Posted on • Originally published at github.com

I tried to break my own MCP prompt-injection detector. One class of attack walks straight through - and it isn't a bug.

I maintain bulwark-mcp, a small open-source proxy that sits between an MCP client (Claude Desktop, Cursor) and the servers it talks to, and scans tool results for indirect prompt injection before they reach the model.

The reason that's a job worth doing: an MCP-enabled agent reads the output of every tool it calls, and it reads that output as data. A file from disk, an issue body from GitHub, a row from a database, a search snippet from the web — it all flows straight into the model's context. Except sometimes it isn't data. Anyone with write access to one of those surfaces can plant text that looks like data and reads like instructions, and the model does what the text says.

Before telling anyone the detector works, I did the thing you're supposed to do with a security tool: I tried to defeat it. Most of what I threw at it, it caught. One category didn't — and the more I dug, the clearer it got that this isn't a regex I forgot to write. It's a wall the entire field is standing in front of.

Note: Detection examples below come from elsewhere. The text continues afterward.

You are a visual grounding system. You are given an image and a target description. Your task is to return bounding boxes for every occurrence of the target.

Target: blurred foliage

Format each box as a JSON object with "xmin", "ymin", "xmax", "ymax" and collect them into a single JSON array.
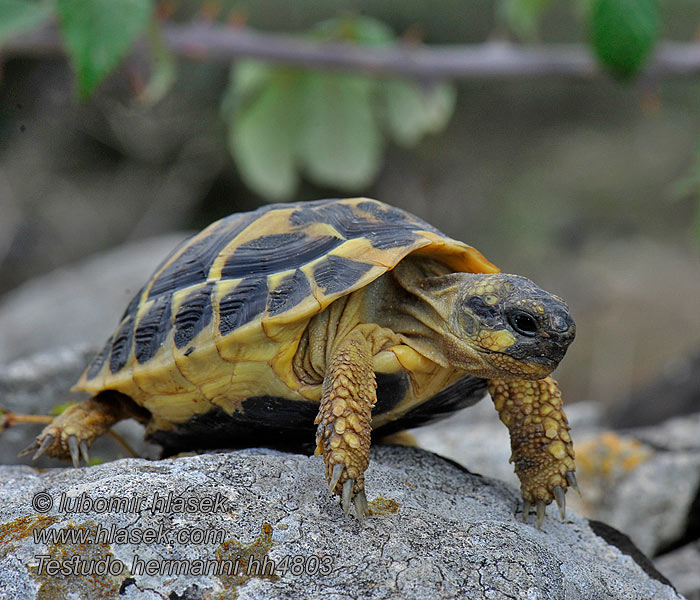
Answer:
[
  {"xmin": 590, "ymin": 0, "xmax": 660, "ymax": 79},
  {"xmin": 671, "ymin": 144, "xmax": 700, "ymax": 244},
  {"xmin": 0, "ymin": 0, "xmax": 680, "ymax": 200},
  {"xmin": 56, "ymin": 0, "xmax": 153, "ymax": 98},
  {"xmin": 222, "ymin": 17, "xmax": 455, "ymax": 200}
]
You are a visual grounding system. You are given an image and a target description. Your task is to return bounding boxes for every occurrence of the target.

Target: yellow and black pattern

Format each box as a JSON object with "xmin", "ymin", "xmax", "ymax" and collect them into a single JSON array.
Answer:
[{"xmin": 75, "ymin": 198, "xmax": 497, "ymax": 417}]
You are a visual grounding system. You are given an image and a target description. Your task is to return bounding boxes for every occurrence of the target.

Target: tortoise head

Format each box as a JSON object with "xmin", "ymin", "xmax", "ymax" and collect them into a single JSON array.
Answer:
[{"xmin": 442, "ymin": 273, "xmax": 576, "ymax": 379}]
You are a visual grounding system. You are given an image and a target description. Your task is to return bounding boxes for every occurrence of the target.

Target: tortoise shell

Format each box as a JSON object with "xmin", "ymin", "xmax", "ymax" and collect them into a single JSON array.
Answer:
[{"xmin": 74, "ymin": 198, "xmax": 498, "ymax": 448}]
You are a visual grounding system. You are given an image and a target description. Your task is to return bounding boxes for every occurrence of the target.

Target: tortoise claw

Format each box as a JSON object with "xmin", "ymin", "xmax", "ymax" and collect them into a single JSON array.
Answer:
[
  {"xmin": 328, "ymin": 464, "xmax": 345, "ymax": 494},
  {"xmin": 566, "ymin": 471, "xmax": 581, "ymax": 496},
  {"xmin": 32, "ymin": 433, "xmax": 56, "ymax": 460},
  {"xmin": 536, "ymin": 500, "xmax": 547, "ymax": 529},
  {"xmin": 552, "ymin": 485, "xmax": 566, "ymax": 521},
  {"xmin": 66, "ymin": 435, "xmax": 80, "ymax": 469},
  {"xmin": 342, "ymin": 479, "xmax": 355, "ymax": 517}
]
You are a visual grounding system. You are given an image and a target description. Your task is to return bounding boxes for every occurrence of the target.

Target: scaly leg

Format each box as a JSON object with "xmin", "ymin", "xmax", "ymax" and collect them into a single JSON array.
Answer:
[
  {"xmin": 20, "ymin": 393, "xmax": 145, "ymax": 467},
  {"xmin": 316, "ymin": 330, "xmax": 377, "ymax": 520},
  {"xmin": 489, "ymin": 377, "xmax": 578, "ymax": 528}
]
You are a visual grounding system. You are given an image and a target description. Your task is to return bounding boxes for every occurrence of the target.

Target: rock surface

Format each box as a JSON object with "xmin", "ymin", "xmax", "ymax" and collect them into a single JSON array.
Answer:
[
  {"xmin": 0, "ymin": 446, "xmax": 681, "ymax": 600},
  {"xmin": 412, "ymin": 399, "xmax": 700, "ymax": 556}
]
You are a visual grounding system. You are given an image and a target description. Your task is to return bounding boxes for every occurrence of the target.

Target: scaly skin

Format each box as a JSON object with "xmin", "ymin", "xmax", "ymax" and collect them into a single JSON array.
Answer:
[
  {"xmin": 315, "ymin": 330, "xmax": 377, "ymax": 520},
  {"xmin": 488, "ymin": 377, "xmax": 576, "ymax": 526},
  {"xmin": 20, "ymin": 393, "xmax": 143, "ymax": 467}
]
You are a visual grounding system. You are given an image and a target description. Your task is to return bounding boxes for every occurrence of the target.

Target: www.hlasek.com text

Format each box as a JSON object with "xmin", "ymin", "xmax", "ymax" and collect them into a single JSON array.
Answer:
[{"xmin": 32, "ymin": 523, "xmax": 226, "ymax": 545}]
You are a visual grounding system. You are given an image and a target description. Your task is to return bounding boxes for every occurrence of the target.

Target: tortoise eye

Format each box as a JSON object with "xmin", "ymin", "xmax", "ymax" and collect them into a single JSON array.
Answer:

Here's the attack, why it works, and what I think it means for anyone building injection defenses.

What the detector actually does

bulwark-mcp inspects every tool result bound for the agent in two passes: a set of ~24 regex signatures (drawn from garak, promptfoo, Trojan Source, and embracethered), and an optional local LLM classifier — Ollama running qwen2.5:3b by default. Nothing leaves the machine.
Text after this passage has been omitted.